De veras. Es cierto que es una única criatura, pero posee un enorme poder. Posee la habilidad de dejar una estela de destrucción a su paso. Es el Recipiente, la manifestación de tus deseos más profundos y, ¿acaso no sueñas con el caos más absoluto?

—¡Oh, sí! —respondió la sacerdotisa en un tono de voz casi inaudible. A continuación recostó la cabeza sobre el cuello del toro y comenzó a acariciarle el lomo.

¿Y qué piensas hacer con el caos ahora que lo tienes a tu merced? ¿Destruirás las ciudades de los humanos y gobernarás como reina de los vampiros?

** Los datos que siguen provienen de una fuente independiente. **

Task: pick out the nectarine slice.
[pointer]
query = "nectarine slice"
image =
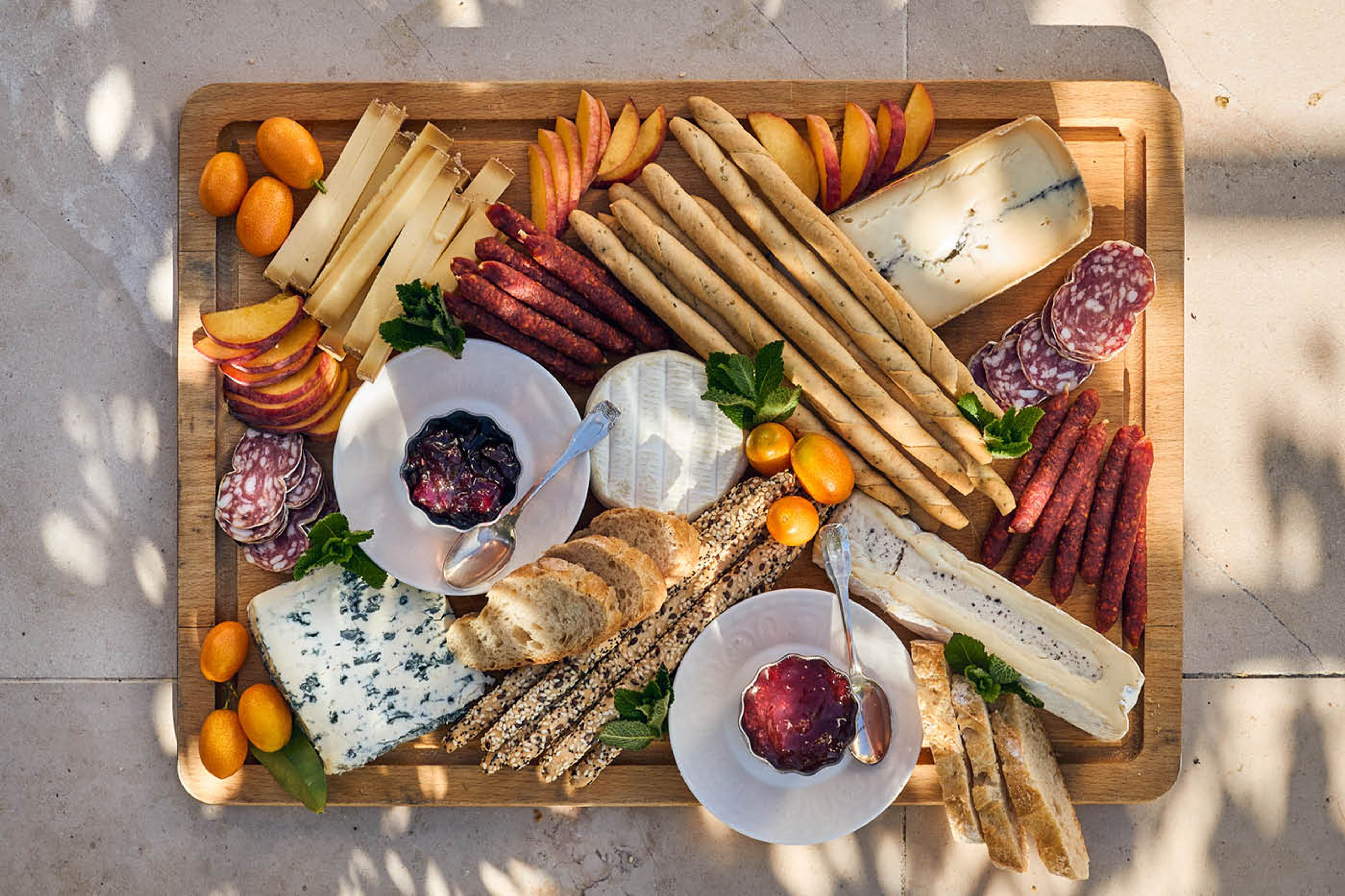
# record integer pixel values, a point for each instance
(647, 145)
(919, 127)
(621, 145)
(858, 153)
(828, 161)
(892, 135)
(255, 325)
(790, 150)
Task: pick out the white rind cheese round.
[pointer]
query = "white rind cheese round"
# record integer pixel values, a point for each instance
(670, 450)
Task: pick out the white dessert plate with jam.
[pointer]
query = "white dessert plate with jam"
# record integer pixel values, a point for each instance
(490, 381)
(712, 752)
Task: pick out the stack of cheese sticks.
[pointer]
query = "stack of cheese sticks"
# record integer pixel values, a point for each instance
(872, 373)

La vampira esbozó una hermosa y terrorífica sonrisa.

—Reina no, Diosa.

¿Diosa? Pero ya hay una Diosa de los Vampiros. Lo sabes de sobra. Solías estar a su servicio.

—¿Te refieres a Nyx? ¿La Diosa que permite que sus secuaces elijan libremente y actúen según su voluntad? ¿La Diosa que nunca intercede porque cree firmemente en el mito del libre albedrío?

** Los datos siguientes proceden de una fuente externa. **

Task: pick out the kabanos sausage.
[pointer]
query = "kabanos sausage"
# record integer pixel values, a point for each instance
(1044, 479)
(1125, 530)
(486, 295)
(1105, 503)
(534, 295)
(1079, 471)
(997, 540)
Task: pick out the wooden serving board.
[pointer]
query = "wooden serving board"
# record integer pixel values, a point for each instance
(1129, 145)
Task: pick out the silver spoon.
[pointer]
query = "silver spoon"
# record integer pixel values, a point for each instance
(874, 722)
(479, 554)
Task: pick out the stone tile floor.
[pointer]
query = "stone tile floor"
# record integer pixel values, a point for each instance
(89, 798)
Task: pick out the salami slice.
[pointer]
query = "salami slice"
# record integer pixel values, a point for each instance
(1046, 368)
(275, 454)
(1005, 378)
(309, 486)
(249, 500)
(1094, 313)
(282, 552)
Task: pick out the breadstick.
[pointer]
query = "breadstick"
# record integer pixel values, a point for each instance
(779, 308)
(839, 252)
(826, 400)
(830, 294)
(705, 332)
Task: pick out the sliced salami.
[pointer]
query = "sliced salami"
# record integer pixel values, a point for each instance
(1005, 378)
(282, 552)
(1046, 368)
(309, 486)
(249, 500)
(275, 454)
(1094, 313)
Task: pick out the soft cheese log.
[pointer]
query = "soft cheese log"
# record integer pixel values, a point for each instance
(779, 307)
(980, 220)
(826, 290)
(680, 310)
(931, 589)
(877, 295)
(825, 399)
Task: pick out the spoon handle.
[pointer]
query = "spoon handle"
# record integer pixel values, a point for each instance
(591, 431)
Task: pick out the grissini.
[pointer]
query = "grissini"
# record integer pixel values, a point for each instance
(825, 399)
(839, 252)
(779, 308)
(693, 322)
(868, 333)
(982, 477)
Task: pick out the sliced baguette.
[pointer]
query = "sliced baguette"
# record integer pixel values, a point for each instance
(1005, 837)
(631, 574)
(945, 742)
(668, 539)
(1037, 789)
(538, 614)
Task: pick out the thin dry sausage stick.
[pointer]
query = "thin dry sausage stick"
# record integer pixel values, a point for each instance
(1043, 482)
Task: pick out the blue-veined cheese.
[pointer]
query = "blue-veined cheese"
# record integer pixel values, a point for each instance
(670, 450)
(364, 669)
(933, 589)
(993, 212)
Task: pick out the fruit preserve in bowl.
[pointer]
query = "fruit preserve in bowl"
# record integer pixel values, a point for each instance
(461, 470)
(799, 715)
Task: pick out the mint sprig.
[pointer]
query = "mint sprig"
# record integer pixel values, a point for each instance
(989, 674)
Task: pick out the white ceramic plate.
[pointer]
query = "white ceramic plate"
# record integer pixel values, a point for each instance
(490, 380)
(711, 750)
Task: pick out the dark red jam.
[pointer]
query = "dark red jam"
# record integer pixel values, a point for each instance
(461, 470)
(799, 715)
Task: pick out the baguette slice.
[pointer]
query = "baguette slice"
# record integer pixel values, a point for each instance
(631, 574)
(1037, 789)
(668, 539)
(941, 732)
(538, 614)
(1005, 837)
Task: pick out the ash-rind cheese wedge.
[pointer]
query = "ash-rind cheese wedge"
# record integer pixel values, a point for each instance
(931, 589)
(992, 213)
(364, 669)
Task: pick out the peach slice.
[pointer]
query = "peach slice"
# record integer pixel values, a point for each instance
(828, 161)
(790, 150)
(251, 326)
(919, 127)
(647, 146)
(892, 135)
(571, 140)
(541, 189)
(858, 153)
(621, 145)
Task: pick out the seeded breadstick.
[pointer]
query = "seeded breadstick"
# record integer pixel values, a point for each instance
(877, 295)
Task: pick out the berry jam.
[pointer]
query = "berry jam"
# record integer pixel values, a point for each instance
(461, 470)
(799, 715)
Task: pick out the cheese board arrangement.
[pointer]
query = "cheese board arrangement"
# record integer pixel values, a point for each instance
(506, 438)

A Aurox le pareció percibir una sonrisa en la voz de la bestia y se preguntó cómo era posible.

Así es, me refiero a Nyx, Diosa de los Vampiros y de la Noche. ¿Utilizarás el caos para desafiarla?

—No, lo utilizaré para derrotarla. ¿Qué pasaría si el caos pusiera en peligro el tejido fundamental del mundo? ¿Acaso no intervendría Nyx y se saltaría sus propias normas para salvar a sus hijos? Y, al hacerlo, ¿no rescindiría el edicto que garantiza a los humanos el libre albedrío, traicionándose a sí misma? ¿Qué sucedería a su divino reino si Nyx altera lo que el destino ha dictado?

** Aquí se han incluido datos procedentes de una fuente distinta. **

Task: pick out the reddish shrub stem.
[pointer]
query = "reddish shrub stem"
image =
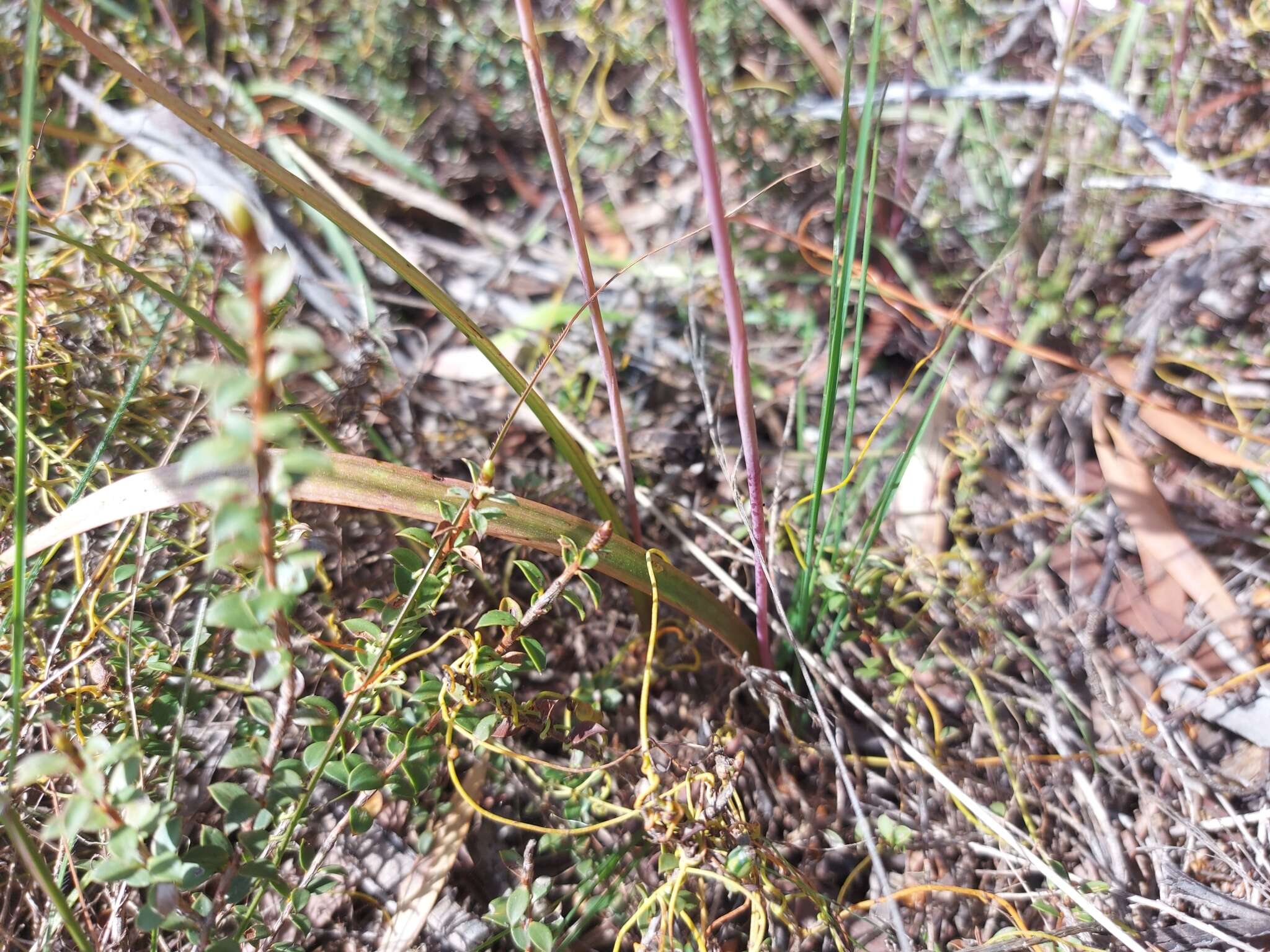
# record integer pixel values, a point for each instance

No sabría decirte. No ha sucedido jamás. El toro bufó como si aquello lo divirtiera. Pero es una pregunta sorprendentemente interesante, y ya sabes lo mucho que me agradan las sorpresas.

—Solo espero poder seguir sorprendiéndoos una y otra vez, mi señor.

Realmente, el mundo es tan pequeño…, dijo el toro.

Aurox permaneció de rodillas en la azotea durante un buen rato después de que la sacerdotisa y el toro se hubieran marchado, dejándolo allí, abandonado y olvidado. Se quedó donde lo habían dejado, con la mirada puesta en el cielo.